– В фирме денег нет и не предвидится, – пьяно сказал он и без всякой логики спросил: – Вот скажи, Цырендаши, почему Союз развалился и народы перессорились?

– Однахо, все империи, начиная с Римской, рано или поздно, разрушились.

– Это факт. Советский Союз рухнул, как и Британская империя. Колонии получили свободу. А ведь как дружили! Я с командой во всех республиках был и везде к нам относились радушно. Давай выпьем, амиго, за русско-бурятскую дружбу.

В номер ввалился Пиханов с печатной машинкой. Директор не донес свою кружку до стакана Аюрова:

– Ты зачем машинку приволок?

– Ссуду будем брать. Счас ТЭО напечатаю, бизнес-план по-научному.

– Ну-ну, печатай, бизнесмен хренов, – Анатолийский тяжело поднялся, держась за спинку кровати, и зашел в туалет, совмещенный с ванной комнатой.
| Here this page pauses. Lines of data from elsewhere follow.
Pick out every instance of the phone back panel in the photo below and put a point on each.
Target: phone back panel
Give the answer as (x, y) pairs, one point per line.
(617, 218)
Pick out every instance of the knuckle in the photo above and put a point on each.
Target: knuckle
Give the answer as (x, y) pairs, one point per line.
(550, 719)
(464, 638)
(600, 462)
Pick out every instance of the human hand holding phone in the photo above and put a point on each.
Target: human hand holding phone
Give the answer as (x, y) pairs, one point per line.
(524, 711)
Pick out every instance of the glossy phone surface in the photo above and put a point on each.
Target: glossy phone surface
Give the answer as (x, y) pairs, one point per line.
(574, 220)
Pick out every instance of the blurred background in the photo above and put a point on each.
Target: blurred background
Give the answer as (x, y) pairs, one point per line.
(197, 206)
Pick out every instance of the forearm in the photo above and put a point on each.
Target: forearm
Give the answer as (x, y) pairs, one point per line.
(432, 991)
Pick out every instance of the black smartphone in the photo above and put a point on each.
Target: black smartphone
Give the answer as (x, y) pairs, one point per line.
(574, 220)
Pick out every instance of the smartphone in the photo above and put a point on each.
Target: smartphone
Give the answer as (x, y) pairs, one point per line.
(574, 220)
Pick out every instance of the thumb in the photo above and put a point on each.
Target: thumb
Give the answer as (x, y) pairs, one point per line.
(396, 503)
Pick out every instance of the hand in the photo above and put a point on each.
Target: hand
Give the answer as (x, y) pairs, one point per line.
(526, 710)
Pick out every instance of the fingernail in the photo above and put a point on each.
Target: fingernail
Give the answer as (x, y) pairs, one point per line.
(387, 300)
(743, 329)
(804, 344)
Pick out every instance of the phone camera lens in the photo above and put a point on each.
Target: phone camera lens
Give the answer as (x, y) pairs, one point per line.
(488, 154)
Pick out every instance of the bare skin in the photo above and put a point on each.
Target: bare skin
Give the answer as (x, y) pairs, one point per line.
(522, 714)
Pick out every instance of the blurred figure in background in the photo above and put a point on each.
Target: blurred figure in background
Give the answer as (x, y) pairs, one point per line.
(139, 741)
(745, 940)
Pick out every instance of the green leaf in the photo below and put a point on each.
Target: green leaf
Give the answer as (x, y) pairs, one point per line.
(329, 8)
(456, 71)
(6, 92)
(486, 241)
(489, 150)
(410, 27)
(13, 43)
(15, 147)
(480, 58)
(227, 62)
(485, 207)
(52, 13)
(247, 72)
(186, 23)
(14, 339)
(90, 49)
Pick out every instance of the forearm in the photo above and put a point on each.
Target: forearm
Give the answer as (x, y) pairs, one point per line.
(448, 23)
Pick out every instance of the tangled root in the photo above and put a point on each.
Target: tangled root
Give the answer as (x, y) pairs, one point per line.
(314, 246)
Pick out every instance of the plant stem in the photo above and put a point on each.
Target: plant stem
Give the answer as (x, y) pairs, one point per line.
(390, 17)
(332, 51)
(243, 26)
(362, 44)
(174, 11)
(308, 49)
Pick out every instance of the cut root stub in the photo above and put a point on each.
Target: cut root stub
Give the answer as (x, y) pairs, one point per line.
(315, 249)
Через двадцать минут он, освеженный холодным душем, заглянул через плечо коммерческого директора, который увлеченно стучал по клавишам печатной машинки. В верхней части страницы было отпечатано:





– Выбрось свое ТЭО и вставь новый лист, грамотей, – приказал Меркурий.

– Это почему?

– Ошибок много.

– И так сойдет, я же по блату ссуду буду брать.

– Вставь новый лист! – рявкнул Анатолийский.

Олег недовольно крутанул ручкой валика и вставил чистый лист бумаги.

– Диктую: «Перспективный бизнес-план».

– Так не пойдет, – возразил Пиханов. – Положено печатать: «ТЭО», без перспективного плана. Я брал кредит на сантехнику, когда в «Старте» работал. В банке с этим строго.

– Ладно, печатай заголовок, как положено, – проворчал директор. – «Технико-экономическое обоснование археологической экспедиции в Кондуйском монгольском городище тринадцатого века».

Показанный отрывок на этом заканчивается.